I took off on my run with the mask placed over my nose and mouth and headed south. That was fine for about five minutes but then I started feeling claustrophobic. My breathing began to feel restricted and the cloth felt damp. I reached an area that had no signs of my law breaking neighbors so I pulled down the mask and immediately felt better. I decided that I'd run with the mask off my face except in cases when I encountered other people. I was able to endure having it up for the short time it took to get past these selfish, non-mask-wearing interlopers. I ended up running about 3.25 and no one got hurt.

Professor Mike (L), SIOR (R)

Some of my Runsketeer buddies (shown above modeling their COVIDwear) responded as expected when I showed a picture with my running mask (see top pic). TPP said she was having trouble breathing just thinking about running with a mask. Professor Mike said he'd wear his (homemade) mask walking but not running. And SIOR, always supportive, asked me if I was on an Everest Base Camp trek and then said her nurse friend told her running with a mask will make you hyperventilate and make you end up in the ER. Well the jokes on her because I hyperventilated just fine without medical help. However, I will give SIOR credit for inspiring the title of this post.

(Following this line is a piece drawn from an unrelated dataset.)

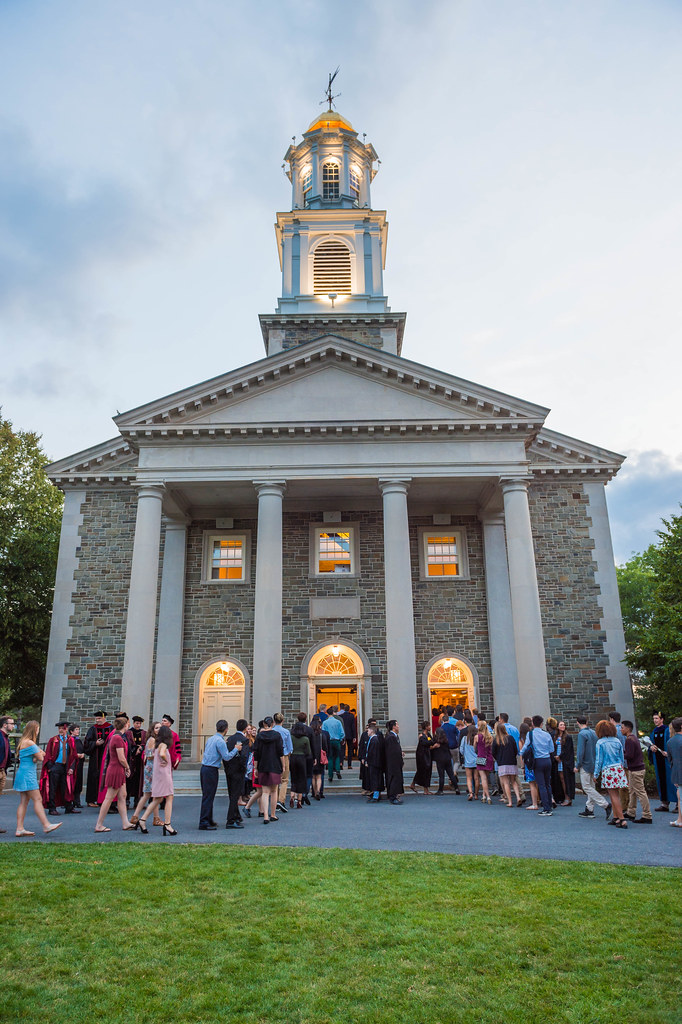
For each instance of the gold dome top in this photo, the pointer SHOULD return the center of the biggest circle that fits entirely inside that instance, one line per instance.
(331, 118)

Should I wear the mask during tomorrow's run? Probably, but I'll only invoke it during those moments when I'm forced to share my road with someone violating house arrest stay at home guidance. I've been discouraged in the past from yelling at neighbors for walking or running on the wrong side of the road so I'll hold back (for now) from berating them for not wearing masks. I mean really, why are these people out there?